Mais l'examen de cette mission interministérielle nous amène surtout à analyser la réforme des régimes spéciaux lancée par le Président de la République et mise en oeuvre en ce moment même par le ministre du travail.
La commission des affaires sociales, vous le savez, attendait cette réforme de longue date et la soutient avec détermination. Mon propos se limitera donc à trois aspects prioritaires.
Tout d'abord, nous devons non seulement faire prévaloir le principe d'équité entre les assurés sociaux pour quelques critères « clés » tels que la durée de cotisation, mais surtout limiter le coût des régimes spéciaux. Il faudrait, pour cela, réaliser un maximum de mesures d'économies par une mise en oeuvre rapide de la décote, accompagnée d'un relèvement de l'âge de cessation d'activité et d'une réduction des bonifications dont bénéficient les affiliés des régimes spéciaux.
Ensuite, nous plaidons aussi pour que l'on « arrime » solidement les grands régimes spéciaux à la réglementation de la fonction publique en matière de retraite, sans oublier pour autant que les règles du code des pensions civiles et militaires sont elles-mêmes fort coûteuses et devraient être remises à plat à court terme...
Enfin, s'il ne fait aucun doute que le processus de négociation en cours avec les organisations syndicales est indispensable, cette démarche comporte néanmoins des risques. Nous sommes préoccupés par les contreparties qui pourraient être accordées par les directions des grandes entreprises nationales et qui aboutiraient à vider la future réforme d'une partie de sa substance. Le seul sujet des avantages familiaux, par son fort potentiel de dépenses supplémentaires, représente une véritable « grenade dégoupillée » dont il convient de mesurer les conséquences.

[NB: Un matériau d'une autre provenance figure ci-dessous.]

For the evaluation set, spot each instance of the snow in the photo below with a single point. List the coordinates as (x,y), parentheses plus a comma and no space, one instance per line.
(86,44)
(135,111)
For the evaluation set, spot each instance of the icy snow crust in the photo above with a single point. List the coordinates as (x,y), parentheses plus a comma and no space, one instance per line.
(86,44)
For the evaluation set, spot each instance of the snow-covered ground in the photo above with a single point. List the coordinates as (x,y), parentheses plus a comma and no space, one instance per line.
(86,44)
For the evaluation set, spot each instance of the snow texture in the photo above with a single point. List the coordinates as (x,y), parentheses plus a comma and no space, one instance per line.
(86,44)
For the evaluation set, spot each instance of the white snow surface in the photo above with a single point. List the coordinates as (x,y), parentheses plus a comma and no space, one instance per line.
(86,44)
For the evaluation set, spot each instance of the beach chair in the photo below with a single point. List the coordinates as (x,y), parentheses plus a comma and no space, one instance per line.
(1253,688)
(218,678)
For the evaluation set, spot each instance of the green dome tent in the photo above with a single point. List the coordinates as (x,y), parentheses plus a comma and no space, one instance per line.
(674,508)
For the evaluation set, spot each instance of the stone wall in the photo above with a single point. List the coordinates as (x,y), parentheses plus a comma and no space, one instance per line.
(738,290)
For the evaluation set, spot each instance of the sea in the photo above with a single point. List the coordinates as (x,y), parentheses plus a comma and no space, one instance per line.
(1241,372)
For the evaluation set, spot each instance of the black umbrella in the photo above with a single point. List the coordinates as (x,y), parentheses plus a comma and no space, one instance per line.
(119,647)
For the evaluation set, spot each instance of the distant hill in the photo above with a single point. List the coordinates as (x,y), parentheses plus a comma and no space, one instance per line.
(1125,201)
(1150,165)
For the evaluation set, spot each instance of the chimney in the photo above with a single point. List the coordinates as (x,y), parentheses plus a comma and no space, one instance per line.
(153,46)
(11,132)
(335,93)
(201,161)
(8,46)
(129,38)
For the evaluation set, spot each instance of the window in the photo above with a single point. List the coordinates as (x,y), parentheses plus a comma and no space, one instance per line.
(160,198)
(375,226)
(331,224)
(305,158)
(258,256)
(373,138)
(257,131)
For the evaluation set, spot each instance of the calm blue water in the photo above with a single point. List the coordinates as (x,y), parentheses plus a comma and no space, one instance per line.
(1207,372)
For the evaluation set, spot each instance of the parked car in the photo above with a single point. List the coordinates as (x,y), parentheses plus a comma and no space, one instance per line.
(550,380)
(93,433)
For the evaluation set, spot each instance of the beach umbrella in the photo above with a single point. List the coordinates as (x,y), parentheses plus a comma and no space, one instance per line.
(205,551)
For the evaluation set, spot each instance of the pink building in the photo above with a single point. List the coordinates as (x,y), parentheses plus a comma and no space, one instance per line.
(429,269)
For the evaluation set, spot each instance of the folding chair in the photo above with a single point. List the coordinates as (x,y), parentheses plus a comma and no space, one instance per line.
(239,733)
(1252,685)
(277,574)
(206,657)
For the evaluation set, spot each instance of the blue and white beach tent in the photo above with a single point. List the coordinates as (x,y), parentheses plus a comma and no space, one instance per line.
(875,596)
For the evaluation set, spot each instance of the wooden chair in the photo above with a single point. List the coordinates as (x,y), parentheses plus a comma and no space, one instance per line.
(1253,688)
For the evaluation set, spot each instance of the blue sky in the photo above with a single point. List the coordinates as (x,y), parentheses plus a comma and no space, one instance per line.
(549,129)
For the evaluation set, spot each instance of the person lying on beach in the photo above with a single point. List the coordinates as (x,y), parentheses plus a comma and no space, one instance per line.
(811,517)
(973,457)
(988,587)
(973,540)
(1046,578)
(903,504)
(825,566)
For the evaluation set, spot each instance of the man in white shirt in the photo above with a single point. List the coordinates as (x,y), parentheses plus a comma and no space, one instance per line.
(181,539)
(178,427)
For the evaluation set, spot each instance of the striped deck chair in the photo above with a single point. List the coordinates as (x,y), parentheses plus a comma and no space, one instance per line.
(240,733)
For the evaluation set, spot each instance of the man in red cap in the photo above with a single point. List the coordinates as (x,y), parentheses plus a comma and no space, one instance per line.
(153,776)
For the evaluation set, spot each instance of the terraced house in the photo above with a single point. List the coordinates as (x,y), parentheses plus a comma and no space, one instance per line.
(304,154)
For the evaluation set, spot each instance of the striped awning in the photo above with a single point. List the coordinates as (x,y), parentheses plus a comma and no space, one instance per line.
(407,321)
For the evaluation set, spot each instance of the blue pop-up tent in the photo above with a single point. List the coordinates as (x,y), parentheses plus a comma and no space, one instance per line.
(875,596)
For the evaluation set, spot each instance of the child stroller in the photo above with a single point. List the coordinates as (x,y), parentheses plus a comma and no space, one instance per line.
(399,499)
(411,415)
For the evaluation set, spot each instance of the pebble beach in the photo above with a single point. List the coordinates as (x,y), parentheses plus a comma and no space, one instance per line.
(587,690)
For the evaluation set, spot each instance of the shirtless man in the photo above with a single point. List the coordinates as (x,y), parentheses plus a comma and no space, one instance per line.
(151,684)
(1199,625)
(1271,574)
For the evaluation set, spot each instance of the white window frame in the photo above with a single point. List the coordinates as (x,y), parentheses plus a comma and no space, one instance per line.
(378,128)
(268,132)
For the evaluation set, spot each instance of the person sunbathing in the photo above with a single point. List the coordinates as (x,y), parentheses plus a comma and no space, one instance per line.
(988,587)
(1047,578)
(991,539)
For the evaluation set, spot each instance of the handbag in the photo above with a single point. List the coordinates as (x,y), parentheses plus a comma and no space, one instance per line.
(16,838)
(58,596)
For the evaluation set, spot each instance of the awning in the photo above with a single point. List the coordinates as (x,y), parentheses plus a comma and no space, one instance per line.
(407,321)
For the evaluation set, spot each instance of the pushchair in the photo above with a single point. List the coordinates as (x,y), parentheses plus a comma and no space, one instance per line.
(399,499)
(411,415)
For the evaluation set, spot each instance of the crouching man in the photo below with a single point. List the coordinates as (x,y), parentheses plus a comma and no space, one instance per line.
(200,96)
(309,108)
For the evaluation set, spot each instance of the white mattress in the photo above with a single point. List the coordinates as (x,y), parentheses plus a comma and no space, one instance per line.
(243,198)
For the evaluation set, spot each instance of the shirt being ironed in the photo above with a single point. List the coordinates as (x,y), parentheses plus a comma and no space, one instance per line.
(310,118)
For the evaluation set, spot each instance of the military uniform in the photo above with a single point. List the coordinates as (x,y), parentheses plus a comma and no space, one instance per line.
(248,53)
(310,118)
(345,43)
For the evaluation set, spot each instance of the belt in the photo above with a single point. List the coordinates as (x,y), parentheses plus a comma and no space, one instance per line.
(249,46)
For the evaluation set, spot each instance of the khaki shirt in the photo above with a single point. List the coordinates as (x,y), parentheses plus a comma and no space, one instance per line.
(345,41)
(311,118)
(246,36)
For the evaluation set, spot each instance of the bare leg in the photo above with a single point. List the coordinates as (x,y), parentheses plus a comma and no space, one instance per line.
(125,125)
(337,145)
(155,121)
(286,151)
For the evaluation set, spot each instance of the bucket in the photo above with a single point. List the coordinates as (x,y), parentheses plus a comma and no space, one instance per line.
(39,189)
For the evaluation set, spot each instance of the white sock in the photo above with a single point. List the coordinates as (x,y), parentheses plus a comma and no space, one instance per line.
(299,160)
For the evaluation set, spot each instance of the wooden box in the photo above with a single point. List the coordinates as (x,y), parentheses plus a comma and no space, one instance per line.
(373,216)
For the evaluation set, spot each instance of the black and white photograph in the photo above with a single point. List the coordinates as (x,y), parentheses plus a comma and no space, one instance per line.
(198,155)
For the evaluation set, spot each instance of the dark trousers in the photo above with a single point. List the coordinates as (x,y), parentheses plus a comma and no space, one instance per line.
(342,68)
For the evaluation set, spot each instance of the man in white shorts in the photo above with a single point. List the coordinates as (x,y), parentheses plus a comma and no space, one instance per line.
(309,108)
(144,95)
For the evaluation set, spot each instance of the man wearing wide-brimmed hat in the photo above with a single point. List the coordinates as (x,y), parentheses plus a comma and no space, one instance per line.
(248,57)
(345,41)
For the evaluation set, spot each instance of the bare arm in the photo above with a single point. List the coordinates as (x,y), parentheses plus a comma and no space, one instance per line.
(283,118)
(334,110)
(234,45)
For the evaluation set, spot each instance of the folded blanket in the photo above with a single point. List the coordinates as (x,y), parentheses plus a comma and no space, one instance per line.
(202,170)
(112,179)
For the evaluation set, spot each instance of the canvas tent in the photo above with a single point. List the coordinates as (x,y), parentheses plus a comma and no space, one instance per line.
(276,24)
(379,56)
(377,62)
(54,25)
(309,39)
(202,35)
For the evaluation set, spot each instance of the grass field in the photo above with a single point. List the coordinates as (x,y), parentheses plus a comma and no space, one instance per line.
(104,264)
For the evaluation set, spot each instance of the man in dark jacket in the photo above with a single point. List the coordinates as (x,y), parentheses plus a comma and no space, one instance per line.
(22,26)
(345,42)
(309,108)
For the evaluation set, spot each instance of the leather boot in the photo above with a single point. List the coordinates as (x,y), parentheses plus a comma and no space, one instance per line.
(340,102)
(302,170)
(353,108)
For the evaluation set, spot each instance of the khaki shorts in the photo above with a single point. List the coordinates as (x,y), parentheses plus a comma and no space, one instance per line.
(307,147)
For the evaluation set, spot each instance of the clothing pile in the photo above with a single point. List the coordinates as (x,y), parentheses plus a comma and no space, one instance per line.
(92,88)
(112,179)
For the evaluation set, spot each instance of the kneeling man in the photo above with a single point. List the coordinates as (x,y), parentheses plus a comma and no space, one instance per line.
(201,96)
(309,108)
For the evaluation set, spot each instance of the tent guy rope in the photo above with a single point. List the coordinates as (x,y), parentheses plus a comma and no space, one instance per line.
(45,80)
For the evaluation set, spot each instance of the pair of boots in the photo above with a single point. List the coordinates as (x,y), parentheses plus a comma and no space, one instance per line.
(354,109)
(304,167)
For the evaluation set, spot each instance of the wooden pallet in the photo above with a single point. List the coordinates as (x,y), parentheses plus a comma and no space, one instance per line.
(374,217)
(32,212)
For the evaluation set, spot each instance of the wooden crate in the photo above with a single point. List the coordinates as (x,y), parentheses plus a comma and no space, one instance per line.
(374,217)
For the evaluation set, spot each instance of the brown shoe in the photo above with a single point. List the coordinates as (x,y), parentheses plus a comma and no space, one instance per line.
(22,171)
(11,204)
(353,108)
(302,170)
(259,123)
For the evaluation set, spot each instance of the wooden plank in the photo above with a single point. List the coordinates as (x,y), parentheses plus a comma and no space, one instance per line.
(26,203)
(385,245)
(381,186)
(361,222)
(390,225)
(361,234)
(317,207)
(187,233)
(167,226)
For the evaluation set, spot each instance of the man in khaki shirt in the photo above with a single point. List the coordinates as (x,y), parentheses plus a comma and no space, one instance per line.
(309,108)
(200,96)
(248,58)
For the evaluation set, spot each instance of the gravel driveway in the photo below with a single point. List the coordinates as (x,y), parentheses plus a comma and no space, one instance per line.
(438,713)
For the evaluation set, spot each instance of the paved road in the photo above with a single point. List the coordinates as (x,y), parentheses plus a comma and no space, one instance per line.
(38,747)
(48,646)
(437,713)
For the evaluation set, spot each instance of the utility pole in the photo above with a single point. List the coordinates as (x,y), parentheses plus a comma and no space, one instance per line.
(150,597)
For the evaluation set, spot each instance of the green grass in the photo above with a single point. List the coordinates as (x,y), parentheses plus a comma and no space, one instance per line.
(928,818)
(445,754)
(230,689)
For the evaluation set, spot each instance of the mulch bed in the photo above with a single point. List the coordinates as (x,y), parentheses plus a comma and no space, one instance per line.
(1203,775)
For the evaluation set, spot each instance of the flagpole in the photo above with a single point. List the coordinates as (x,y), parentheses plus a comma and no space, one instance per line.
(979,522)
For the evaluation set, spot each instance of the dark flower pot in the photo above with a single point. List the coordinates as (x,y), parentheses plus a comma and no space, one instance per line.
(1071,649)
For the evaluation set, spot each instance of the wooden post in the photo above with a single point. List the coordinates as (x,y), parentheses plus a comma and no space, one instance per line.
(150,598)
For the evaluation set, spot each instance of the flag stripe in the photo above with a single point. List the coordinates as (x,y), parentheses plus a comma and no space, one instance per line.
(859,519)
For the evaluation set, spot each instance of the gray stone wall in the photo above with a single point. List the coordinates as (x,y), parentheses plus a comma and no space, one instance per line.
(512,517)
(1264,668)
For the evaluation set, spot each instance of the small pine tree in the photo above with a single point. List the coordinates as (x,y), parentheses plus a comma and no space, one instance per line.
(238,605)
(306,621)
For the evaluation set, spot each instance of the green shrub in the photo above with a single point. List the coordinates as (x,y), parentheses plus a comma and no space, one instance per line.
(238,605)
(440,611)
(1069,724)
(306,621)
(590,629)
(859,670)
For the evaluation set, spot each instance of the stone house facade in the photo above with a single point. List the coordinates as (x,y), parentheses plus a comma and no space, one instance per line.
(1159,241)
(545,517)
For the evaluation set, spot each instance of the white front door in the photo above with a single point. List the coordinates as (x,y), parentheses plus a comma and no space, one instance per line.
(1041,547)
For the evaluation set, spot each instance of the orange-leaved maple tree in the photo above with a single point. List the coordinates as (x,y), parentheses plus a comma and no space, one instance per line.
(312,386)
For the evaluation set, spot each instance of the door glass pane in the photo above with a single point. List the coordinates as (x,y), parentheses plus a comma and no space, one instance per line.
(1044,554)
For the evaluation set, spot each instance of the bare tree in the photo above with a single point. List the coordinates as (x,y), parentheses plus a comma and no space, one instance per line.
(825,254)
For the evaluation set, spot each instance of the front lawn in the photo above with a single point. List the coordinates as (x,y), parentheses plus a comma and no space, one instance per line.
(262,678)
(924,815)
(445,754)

Je pense aussi à la création de nouveaux avantages ayant pour objet de compenser strictement ceux qui ont été supprimés, ou à la mise en oeuvre de mécanismes de cessation précoce d'activité fondés sur une définition extensive de la notion de pénibilité.
Par leur importance, les thèmes renvoyés à la négociation d'entreprise sont susceptibles d'avoir un impact majeur sur l'équilibre financier de la réforme. Cela nous conduit à appeler l'ensemble des acteurs de la négociation à faire preuve d'une grande prudence.